© Yeni Arayış

Prof. Dr. Hilmi Demir, Suriye’deki gelişmeleri değerlendirdi: “IŞİD kafasını çölden çıkartabilir”

Suriye’deki son gelişmeleri değerlendiren Toplum Çalışmaları Enstitüsü’nden Prof. Dr. Hilmi Demir, bölge için üç muhtemel tehdit unsuruna dikkati çekti.

Suriye’deki son gelişmeleri değerlendiren Toplum Çalışmaları Enstitüsü’nden Prof. Dr. Hilmi Demir, bölge için üç muhtemel tehdit unsuruna dikkati çekti. Prof. Dr. Demir, “En önemlisi eğer kurulacak yönetim beklentileri karşılamazsa dağılan ordu Irak’ta olduğu gibi yer altına inip direniş başlatabilir. İkincisi elbette bu dönüşümden memnun olmayacak radikal selefiler var. Onlar da yeni yönetim ve hükümetten beklentileri olan kendilerine göre İslami bir düzen bulamazlarsa kırsala çekilip Colani’ye karşı cihad ilan edebilirler. Üçüncüsü de kendisini gizlemeyi başarmış IŞİD, tıpkı Afganistan’da Taliban hükümetine karşı sert bir muhalefet başlatan IŞID Horasan gibi, kafasını çölden çıkartabilir” değerlendirmesini yaptı.

Toplum Çalışmaları Enstitüsü, Prof. Dr. Hilmi Demir’in “HTŞ’nin Dönüşümü: Colani’den Ahmed el Şara’ya” başlıklı değerlendirmesiyle Suriye’nin geleceği için üç muhtemel senaryoya dikkati çekti. Değerlendirmesine, “Cihadın küreselleşmesi son kırk yıldır farklı aşamalarda ilerlemiştir. El Kaide ile başlayan Küresel Cihad Hareketi kendi içinde birbirinden farklı tecrübeler yaşadı” sözleriyle başlayan Demir, süreç boyunca Suriye içinde üç cephe oluştuğuna işaret etti.
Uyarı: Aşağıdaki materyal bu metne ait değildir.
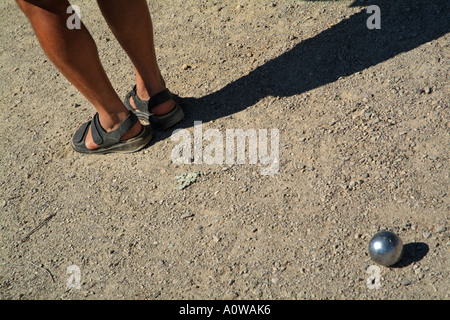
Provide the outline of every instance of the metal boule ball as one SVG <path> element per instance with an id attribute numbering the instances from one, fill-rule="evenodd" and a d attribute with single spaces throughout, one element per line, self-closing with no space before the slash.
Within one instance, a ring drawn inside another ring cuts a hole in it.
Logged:
<path id="1" fill-rule="evenodd" d="M 402 258 L 403 242 L 393 232 L 378 232 L 370 240 L 369 254 L 376 263 L 385 267 L 393 266 Z"/>

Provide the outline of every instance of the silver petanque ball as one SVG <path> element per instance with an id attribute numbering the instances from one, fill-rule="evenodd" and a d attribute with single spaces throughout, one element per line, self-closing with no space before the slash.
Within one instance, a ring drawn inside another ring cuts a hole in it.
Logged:
<path id="1" fill-rule="evenodd" d="M 393 232 L 378 232 L 370 240 L 369 254 L 376 263 L 385 267 L 393 266 L 402 258 L 403 242 Z"/>

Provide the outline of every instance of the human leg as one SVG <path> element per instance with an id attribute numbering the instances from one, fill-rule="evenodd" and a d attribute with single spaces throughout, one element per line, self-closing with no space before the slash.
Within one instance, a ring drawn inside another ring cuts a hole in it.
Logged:
<path id="1" fill-rule="evenodd" d="M 42 49 L 60 72 L 89 100 L 99 114 L 102 128 L 117 129 L 129 111 L 113 89 L 100 62 L 94 40 L 84 25 L 69 29 L 67 0 L 16 0 L 30 20 Z M 127 140 L 138 135 L 142 126 L 137 122 L 122 136 Z M 91 130 L 86 147 L 96 149 Z"/>
<path id="2" fill-rule="evenodd" d="M 149 100 L 166 89 L 156 59 L 153 25 L 145 0 L 97 0 L 111 31 L 130 57 L 136 74 L 136 94 Z M 136 108 L 132 97 L 130 104 Z M 151 113 L 163 115 L 175 106 L 173 99 L 155 106 Z"/>

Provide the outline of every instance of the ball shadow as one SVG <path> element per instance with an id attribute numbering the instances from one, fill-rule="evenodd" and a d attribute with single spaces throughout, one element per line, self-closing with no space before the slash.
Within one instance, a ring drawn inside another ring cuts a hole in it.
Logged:
<path id="1" fill-rule="evenodd" d="M 422 260 L 428 253 L 429 247 L 424 242 L 411 242 L 403 246 L 403 256 L 392 268 L 404 268 L 414 262 Z"/>

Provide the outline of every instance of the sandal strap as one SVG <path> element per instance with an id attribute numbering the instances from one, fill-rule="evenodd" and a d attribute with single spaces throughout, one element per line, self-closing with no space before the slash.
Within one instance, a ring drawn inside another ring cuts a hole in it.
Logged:
<path id="1" fill-rule="evenodd" d="M 75 132 L 73 136 L 74 143 L 76 144 L 84 143 L 84 137 L 87 134 L 90 123 L 91 123 L 90 121 L 83 123 L 81 127 Z"/>
<path id="2" fill-rule="evenodd" d="M 169 101 L 172 99 L 172 93 L 169 89 L 165 89 L 161 92 L 158 92 L 157 94 L 153 95 L 150 100 L 148 101 L 148 111 L 151 112 L 151 110 L 160 104 L 163 104 L 164 102 Z"/>
<path id="3" fill-rule="evenodd" d="M 146 110 L 148 108 L 148 101 L 142 100 L 141 98 L 139 98 L 138 94 L 137 94 L 137 86 L 135 85 L 133 87 L 133 89 L 128 92 L 128 94 L 125 97 L 125 106 L 127 107 L 128 110 L 133 111 L 133 107 L 131 107 L 130 105 L 130 98 L 133 99 L 134 105 L 136 106 L 136 108 L 138 110 Z"/>
<path id="4" fill-rule="evenodd" d="M 119 128 L 110 132 L 106 132 L 100 124 L 98 113 L 96 113 L 91 121 L 92 138 L 99 147 L 115 144 L 120 141 L 125 133 L 133 128 L 137 121 L 137 116 L 134 113 L 130 112 L 128 117 L 124 121 L 122 121 Z"/>

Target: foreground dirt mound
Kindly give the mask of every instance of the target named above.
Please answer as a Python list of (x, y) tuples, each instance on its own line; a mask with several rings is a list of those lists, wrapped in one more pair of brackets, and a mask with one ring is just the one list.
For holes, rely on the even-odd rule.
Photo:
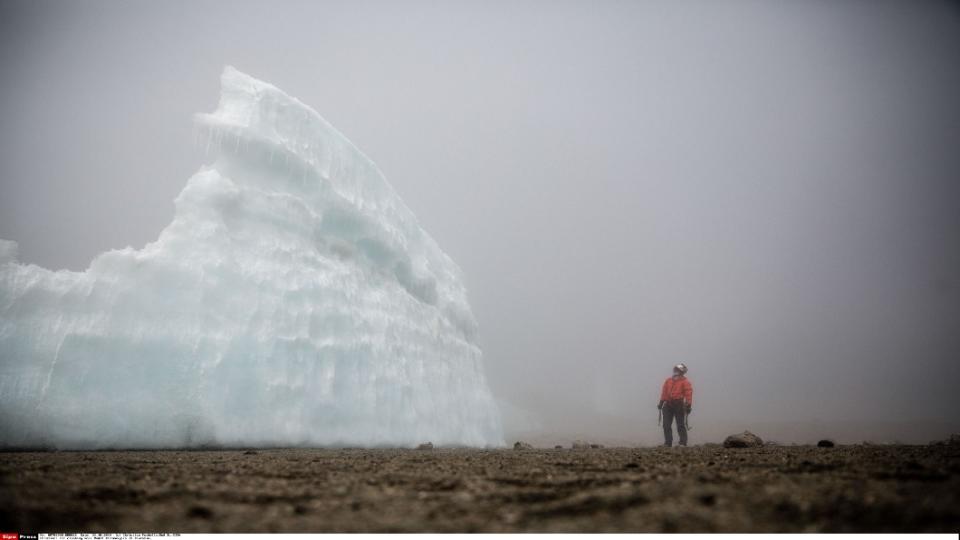
[(947, 532), (960, 448), (0, 454), (20, 532)]

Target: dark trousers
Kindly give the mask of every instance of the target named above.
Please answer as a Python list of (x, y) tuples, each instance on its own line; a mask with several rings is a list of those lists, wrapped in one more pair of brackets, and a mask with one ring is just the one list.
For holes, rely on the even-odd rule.
[(687, 445), (686, 410), (682, 401), (668, 401), (663, 404), (663, 444), (673, 446), (671, 424), (677, 421), (677, 433), (680, 434), (680, 446)]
Prof. Dr. Hilmi Demir, üç cepheyi “Özgür Suriye Ordusu, El Kaide Ailesi ve IŞİD” olarak tanımlayarak “IŞİD, El Kaide’nin küresel cihad doktrininin sınırlarını o kadar zorladı ki; etrafında olan her örgütü yutmaya ve şiddeti tüm Avrupa’ya yaymaya başladı. Öte yandan Esad’ı devirip Suriye’yi kurtarmak için yola çıkan Colani ve diğer örgütler birdenbire kendilerini tüm dünyaya karşı savaş ilan etmiş bir konumda buldular. Bu Suriye merkezli bir yerel cihadı hedefleyen Nusra’yı ve lideri Colani’yi yeni arayışlara itti. Bu yazı, Nusra’dan Tahriru Cephe el-Şam’a, örgütün nasıl ve neden değiştiğini ve Ahmed el Şara’ya evirilen Colani’nin Esad’ı devirmeye varan yol hikayesini anlamaya yönelik bir çaba olarak okunmalıdır” ifadelerini kullandı.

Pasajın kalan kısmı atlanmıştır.